Some Christians argue that God created matter with inherent natural properties that would change imperceptibly over time and thus “evolution” takes place as continual creation. George Sim Johnston promotes this view in his book Did Darwin Get It Right?. If this belief were true, there should be innumerable findings of intermediate stages in the fossil record (as Darwin hoped for, in vain) and we should by now have great trouble in identifying distinct species. Instead, no fossils of transitional forms have been found in the strata; they do not exist.
In view of horrendously complex conceptual problems involved in the idea of intermediate stages, shown by Michael Denton in Evolution: A Theory In Crisis, other theistic evolutionists are forced to resort to the possibility that God intervened many times over many years to tinker with life forms and thus implement evolution with a helping hand. But this belief contradicts the popular notion that evolution is a purely natural process. Since naturalistic evolution has to be abandoned, this concept would be better defined as Theistic Intervention rather than Theistic Evolution.
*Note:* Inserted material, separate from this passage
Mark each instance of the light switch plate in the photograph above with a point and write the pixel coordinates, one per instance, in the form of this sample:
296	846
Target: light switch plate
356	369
If one argues that Adam arrived as a baby boy after God tinkered with the genes of his animal parents so that they gave rise to a new kind, there would be no one to adequately nurture him to maturity. Hardly a convincing scenario. He must have been created as an adult, for the destiny of all mankind depended on his awesome choice of obedience.
If one argues that Adam and Eve were not real human beings-the first parents-but instead were many “first parents” then one encounters the problem of polygenism. This position is effectively impermissible for loyal Catholics to hold. Fr. J. Franklin Ewing SJ (Prof. of Anthropology and a theistic evolutionist) wrote in 1956 that he was personally convinced that Pope Pius XII, in the encyclical Humani Generis (1950), held polygenism to be irreconcilable with the doctrine of Original Sin.
The choice of obedience seems likely to have been given to one man only. On Adam’s shoulders rested the future destiny of mankind. If God gave the choice to a group of first parents, He would have to consider the possibility of disagreement and that the minority choice would miss out. That party could feel betrayed and charge that God had let them down because their choice was never going to count, even though they may have voted for obedience.